GENEVA: International humanitarian groups said on Tuesday ​they had sent emergency relief through overland routes to Iran, some of their first deliveries of aid since US-Israeli strikes began. 
Aid workers say needs are high in the wake of six weeks of strikes, but stocks of emergency humanitarian supplies became stuck in Dubai warehouses as shipping and air routes were blocked by the expanding conflict.
Iranian authorities say more than 3,000 people have been killed ‌in Iran during ‌the war and the UN refugee ​agency ‌says up to 3.2 ​million have been displaced.
The International Federation of Red Cross and Red Crescent Societies said it had delivered some 200 trauma kits as well as tents and blankets on trucks sent along a new route from Turkiye.
The trucks crossed the Iranian border on Sunday and are set to arrive in the capital Tehran on Tuesday, said IFRC spokesperson Tommaso Della Longa.
“For us it’s very important as it represents a new ‌route for getting aid into Iran and ‌we’re very optimistic to scale up,” ​he told a Geneva press briefing.
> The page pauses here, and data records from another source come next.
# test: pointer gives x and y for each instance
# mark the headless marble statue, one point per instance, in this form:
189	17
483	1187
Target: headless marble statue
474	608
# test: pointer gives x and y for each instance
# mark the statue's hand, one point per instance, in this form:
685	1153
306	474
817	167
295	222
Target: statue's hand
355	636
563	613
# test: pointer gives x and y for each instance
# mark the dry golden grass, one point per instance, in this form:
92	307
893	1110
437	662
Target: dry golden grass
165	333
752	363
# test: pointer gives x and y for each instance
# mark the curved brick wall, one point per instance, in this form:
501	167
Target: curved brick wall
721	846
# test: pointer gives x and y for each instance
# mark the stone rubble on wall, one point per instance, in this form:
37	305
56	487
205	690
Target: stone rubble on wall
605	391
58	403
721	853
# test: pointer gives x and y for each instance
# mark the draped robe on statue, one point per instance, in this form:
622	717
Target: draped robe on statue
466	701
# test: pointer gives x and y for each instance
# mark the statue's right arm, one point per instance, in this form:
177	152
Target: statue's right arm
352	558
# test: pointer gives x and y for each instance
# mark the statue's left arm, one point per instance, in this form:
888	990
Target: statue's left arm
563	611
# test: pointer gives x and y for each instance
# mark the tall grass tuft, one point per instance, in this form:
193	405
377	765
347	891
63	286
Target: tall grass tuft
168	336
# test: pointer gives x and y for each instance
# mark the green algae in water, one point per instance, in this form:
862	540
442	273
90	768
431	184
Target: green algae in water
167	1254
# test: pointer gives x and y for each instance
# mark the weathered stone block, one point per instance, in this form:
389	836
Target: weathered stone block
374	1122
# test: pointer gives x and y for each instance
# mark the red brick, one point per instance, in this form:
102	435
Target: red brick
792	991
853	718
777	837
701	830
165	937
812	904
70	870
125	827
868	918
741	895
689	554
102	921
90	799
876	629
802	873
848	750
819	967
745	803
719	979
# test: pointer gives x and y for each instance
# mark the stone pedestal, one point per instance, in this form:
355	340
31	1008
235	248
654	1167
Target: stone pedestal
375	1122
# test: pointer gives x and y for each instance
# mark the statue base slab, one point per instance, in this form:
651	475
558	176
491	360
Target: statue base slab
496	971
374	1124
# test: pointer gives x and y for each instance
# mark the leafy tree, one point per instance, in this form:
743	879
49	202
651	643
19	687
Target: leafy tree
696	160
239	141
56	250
“Before ‌it was very easy to take a flight or a boat ‌and bring aid directly to Iran in a couple of hours.”
Separately, the International Committee of the Red Cross said it had made its first shipment to Iran since the conflict began, with five trucks arriving from Jordan on ‌Monday. Another nine are expected later this week. It also handed supplies to the Iranian Red Crescent with 100,000 responders, four of whom have been killed in the war.